John Goreham is a long-time New England Motor Press Association member and recovering engineer. Following his engineering program, John also completed a marketing program at Northeastern University and worked with automotive component manufacturers. In addition to Torque News, John's work has appeared in print in dozens of American newspapers and he provides reviews to many vehicle shopping sites. You can follow John on Twitter, and view his credentials at Linkedin

Hover mouse over image to see photo credits


Dan (not verified)    October 5, 2020 - 12:55PM

I think that Toyota RAV4 Prime has a good chance of out-selling Tesla for some years now. The 2020s will be the decade of PHEVs, in my forecast, as people slowly adjust to the idea of plugs in cars and SUVs and trucks, as attractive PHEVs with good all-electric range come on the market at affordable prices. The 2030s will see a gradual move from PHEVs to BEVs as charging infrastructure improves and costs come down on battery production and mileage ranges increase dramatically. I think that the RAV4 Prime will go down in history has one of the most significant models in automobile history, because it's Toyota's biggest seller and Toyota is the world's largest automaker; this is seismic. Toyota has the power to change how consumers and drivers buy and think, having done so well with the RAV4 Prime with its 40-50 miles of all-electric range and packing an 18-kWh battery pack in as they have done. A range of only 20-30 miles would not have done so much, frankly, which is why most other PHEVs have not fared well. ICEVs are so 20th-century; China and Europe, and many in the USA, will ensure that the road to non-gasoline-powered vehicles will continue forward, even if gradually.
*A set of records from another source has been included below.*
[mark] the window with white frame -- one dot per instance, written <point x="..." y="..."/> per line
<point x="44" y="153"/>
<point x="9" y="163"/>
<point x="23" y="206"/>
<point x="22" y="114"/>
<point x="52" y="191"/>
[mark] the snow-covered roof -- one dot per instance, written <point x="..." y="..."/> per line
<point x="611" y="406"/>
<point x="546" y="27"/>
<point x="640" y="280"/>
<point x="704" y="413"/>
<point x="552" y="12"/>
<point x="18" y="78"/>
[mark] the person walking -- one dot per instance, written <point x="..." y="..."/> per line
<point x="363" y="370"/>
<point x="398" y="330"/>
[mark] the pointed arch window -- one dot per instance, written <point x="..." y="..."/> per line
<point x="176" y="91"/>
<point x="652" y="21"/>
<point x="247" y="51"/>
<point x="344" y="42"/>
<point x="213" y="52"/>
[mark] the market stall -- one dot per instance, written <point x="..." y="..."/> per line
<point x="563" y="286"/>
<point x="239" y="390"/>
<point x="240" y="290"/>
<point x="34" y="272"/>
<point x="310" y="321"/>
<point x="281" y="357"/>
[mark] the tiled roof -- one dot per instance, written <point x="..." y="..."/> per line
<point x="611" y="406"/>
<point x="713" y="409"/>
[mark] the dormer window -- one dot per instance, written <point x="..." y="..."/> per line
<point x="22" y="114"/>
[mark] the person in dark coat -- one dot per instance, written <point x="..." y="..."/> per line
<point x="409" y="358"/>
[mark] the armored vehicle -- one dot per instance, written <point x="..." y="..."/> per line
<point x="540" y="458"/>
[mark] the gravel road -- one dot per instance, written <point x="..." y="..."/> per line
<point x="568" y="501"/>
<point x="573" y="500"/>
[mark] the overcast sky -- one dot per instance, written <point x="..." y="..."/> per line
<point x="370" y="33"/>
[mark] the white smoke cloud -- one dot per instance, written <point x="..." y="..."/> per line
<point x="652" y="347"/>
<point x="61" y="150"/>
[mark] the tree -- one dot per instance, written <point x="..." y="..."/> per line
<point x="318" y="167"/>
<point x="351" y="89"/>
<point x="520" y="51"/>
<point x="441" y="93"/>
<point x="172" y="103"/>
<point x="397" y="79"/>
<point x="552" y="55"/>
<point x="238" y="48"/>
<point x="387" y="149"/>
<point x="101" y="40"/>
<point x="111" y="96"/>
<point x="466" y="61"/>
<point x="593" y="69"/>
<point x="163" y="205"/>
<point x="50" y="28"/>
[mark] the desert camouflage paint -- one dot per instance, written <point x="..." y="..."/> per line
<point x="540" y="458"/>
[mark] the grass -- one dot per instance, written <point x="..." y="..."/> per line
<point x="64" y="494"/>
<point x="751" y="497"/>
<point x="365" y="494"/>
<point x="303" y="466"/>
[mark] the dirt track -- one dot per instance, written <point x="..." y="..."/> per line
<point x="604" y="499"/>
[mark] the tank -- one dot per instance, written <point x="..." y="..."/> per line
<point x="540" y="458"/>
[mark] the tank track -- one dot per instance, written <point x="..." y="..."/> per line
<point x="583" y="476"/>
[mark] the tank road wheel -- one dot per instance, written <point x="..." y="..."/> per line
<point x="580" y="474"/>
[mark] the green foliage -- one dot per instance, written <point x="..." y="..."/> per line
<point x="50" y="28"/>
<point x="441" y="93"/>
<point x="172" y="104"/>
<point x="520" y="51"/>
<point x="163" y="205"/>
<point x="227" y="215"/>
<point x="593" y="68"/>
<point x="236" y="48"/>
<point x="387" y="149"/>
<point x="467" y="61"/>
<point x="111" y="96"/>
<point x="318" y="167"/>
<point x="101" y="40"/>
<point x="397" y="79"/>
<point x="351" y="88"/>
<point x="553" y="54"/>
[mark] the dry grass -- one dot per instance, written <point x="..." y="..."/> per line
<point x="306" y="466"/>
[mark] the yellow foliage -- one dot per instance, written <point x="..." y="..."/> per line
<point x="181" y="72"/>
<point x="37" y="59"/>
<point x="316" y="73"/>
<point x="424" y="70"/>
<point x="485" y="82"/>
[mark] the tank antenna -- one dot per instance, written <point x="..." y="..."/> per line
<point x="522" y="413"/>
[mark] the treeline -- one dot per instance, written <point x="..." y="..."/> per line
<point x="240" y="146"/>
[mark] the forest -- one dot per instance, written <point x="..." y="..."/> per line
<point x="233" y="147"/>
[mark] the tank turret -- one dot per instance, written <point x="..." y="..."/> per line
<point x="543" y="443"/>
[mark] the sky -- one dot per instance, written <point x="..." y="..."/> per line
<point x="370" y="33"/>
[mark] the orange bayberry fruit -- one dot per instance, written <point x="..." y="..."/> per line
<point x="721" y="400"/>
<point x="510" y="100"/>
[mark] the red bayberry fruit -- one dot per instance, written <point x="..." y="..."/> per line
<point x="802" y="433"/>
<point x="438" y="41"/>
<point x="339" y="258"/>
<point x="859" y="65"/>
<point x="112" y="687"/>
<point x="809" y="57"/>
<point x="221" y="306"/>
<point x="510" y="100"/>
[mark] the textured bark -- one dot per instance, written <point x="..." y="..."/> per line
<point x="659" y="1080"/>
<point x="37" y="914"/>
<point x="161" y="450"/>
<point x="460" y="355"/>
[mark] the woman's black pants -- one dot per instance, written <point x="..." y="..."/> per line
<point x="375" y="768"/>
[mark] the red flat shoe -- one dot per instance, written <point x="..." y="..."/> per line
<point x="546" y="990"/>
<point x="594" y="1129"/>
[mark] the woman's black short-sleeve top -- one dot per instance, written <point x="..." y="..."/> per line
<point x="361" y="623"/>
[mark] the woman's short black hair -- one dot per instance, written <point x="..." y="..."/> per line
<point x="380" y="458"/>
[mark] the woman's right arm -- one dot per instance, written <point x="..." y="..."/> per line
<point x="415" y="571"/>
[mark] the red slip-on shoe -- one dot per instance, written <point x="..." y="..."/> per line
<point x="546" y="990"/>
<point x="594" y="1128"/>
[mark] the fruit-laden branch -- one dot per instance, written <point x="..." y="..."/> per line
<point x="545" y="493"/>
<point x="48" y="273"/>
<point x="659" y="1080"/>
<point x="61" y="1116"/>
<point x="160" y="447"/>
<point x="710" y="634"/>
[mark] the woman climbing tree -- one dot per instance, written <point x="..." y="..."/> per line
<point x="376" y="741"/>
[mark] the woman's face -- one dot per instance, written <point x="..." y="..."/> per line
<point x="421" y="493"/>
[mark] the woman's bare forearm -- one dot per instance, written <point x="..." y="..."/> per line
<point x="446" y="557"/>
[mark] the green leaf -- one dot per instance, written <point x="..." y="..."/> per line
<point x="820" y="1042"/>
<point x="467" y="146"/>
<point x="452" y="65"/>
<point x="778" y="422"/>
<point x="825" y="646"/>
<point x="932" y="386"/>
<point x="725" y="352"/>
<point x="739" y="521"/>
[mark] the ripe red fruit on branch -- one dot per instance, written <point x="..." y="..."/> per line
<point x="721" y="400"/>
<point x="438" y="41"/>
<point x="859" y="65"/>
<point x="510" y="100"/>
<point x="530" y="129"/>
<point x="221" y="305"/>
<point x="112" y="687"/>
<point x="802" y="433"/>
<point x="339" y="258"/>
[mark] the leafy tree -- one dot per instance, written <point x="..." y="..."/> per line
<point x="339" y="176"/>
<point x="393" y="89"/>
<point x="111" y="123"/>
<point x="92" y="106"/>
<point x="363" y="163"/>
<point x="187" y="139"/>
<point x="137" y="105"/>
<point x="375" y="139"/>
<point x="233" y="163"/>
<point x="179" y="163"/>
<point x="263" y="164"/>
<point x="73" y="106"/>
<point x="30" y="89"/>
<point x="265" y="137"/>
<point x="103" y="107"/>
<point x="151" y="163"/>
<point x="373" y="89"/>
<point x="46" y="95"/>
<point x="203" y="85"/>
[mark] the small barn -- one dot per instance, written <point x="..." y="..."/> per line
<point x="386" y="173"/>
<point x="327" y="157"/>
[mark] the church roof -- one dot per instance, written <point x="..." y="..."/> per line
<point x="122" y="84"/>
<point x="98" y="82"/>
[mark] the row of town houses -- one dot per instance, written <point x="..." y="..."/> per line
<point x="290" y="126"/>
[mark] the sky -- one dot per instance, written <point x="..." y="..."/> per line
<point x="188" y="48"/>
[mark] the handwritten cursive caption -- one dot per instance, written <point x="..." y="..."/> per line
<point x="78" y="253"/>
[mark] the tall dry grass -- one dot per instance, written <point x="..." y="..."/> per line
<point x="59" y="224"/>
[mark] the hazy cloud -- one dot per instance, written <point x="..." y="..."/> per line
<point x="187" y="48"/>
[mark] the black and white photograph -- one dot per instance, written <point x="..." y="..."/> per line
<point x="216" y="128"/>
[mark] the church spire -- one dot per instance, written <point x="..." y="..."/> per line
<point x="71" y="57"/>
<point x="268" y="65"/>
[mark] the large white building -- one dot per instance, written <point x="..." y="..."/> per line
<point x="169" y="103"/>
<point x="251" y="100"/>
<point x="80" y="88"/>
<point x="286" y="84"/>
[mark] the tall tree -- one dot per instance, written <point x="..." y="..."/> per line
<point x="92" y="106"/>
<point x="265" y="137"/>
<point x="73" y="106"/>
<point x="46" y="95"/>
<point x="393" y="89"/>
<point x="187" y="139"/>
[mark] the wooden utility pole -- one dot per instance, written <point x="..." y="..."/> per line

Terry Proveau (not verified)    October 11, 2020 - 9:13AM

I own a Prius V hybrid. I love the car however I want to replace it in 2 to 4 years and the Rav 4 PHEV would be my choice if I can get one here in Canada! I certainly hope Toyota has them in sufficient quantities by then! If not I will likely look at other PHEV's I only have one vehicle so a BEV probably will not work for me as I travel 30000km at least yearly and long trips across the country once or twice. I have no stomach for stopping every 400km to charge a vehicle for 30 plus minutes or worse!

Dan Anderson (not verified)    October 29, 2020 - 1:58PM

The RAV4 Prime will sell without rebates. It's still a good bargain given the additional EV range. The difference is it may not be in such high demand with several months before it will become truly available.